Next, a multi-structure refinement method ( 34 ) was used to investigate possible metastable structural intermediates at the 3D level. As a result, the particles were grouped into five classes, and as expected, the five cryo-EM maps (at 12–14 Å resolution) display dramatic conformational differences ( Figure 3 ). However, similar to a previous cryo-EM study on the immature 30S subunits from a Δ rsgA strain ( 50 ), we did not find significant densities that could be attributed to the unprocessed ends of the 17S rRNA.

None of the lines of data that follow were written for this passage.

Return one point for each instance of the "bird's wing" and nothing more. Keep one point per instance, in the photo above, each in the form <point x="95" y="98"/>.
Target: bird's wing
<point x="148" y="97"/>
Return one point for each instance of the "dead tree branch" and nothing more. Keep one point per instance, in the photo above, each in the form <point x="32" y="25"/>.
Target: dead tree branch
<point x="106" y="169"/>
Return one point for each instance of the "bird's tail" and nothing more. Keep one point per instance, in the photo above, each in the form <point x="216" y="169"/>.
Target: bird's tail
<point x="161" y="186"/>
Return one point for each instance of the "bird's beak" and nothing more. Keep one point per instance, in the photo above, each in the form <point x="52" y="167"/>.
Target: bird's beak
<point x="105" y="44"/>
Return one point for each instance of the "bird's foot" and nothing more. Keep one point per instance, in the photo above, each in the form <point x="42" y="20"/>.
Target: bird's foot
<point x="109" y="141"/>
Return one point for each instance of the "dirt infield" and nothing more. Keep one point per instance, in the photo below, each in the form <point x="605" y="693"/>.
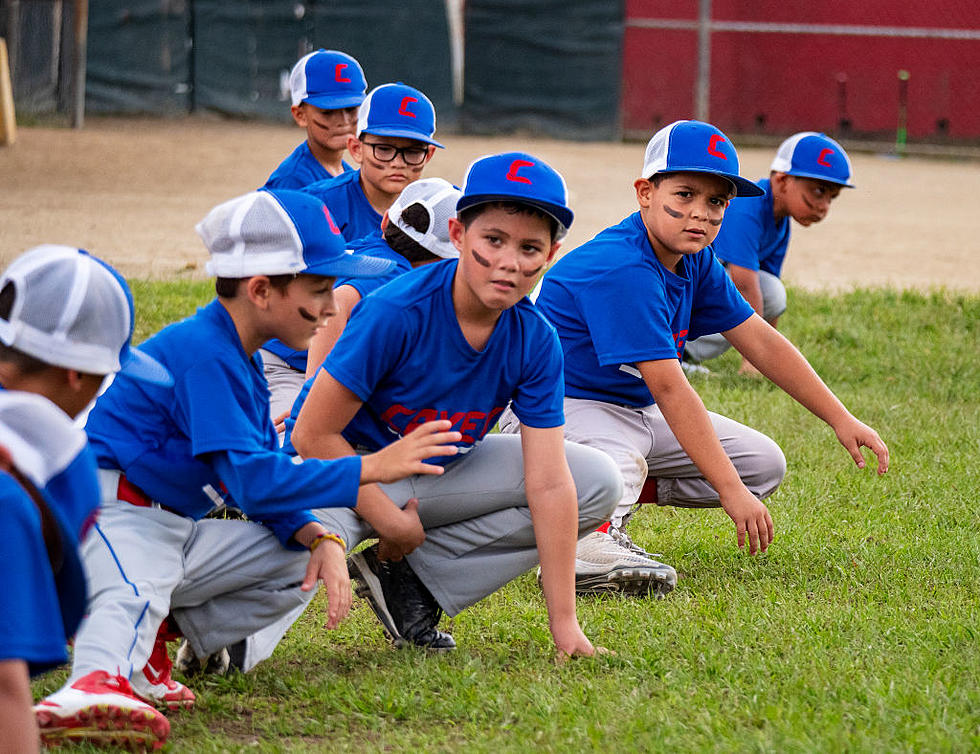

To facilitate the quantitative comparison of the structural data, we built pseudo-atomic models for the five cryo-EM maps using a flexible fitting technique ( 40 ). Based on these models, five temperature maps for the 16S rRNA were then constructed according to their deviations from the structure of the mature 30S subunit ( Figure 3 K–O). Structural difference can be directly identified from these maps. First, the conformational difference is dominated by a relatively rigid rotational movement of the head domain, which changes the inter-domain orientation between the head and the body domains. Especially, one class has a nearly 60° rotated head domain ( Figure 3 E, J and O). This rotated structure, derived from nearly one-third of all the particles ( Supplementary Table S2 ), is in fact very similar to one of the Group II in vitro assembly intermediates discovered in a time-resolved electron microscopy study ( 11 ), which was shown to miss nearly all the 3′-domain proteins. In addition to the rotation, in two classes ( Figure 3 K and M), the channel between the head and the body domains is closed up, resulting in a narrow down of the mRNA entrance. Second, four of the five maps show very incomplete, fragmented densities for helix 44 of the 16S rRNA, except for one group ( Figure 3 A), which is close to the conformation of a mature 30S subunit and also has a less rotated head domain. Along with the conformational difference at helix 44, the decoding center is also sharply different among the five maps ( Supplementary Figure S4 ). Third, in agreement with the QMS data, these structures differ in protein composition, as exemplified by S2 and S3 ( Figure 3 F–J). In fact, none of the structures has a full occupancy for both factors, and interestingly the occupancy of S2 has no correlation with the occupancy of S3 ( Supplementary Table S2 ). This observation appears to align well with the in vitro assembly data showing that S2 and S3 could bind in independent order and the prior binding of S2 ahead of S3 leads to kinetically trapped intermediates ( 11 ).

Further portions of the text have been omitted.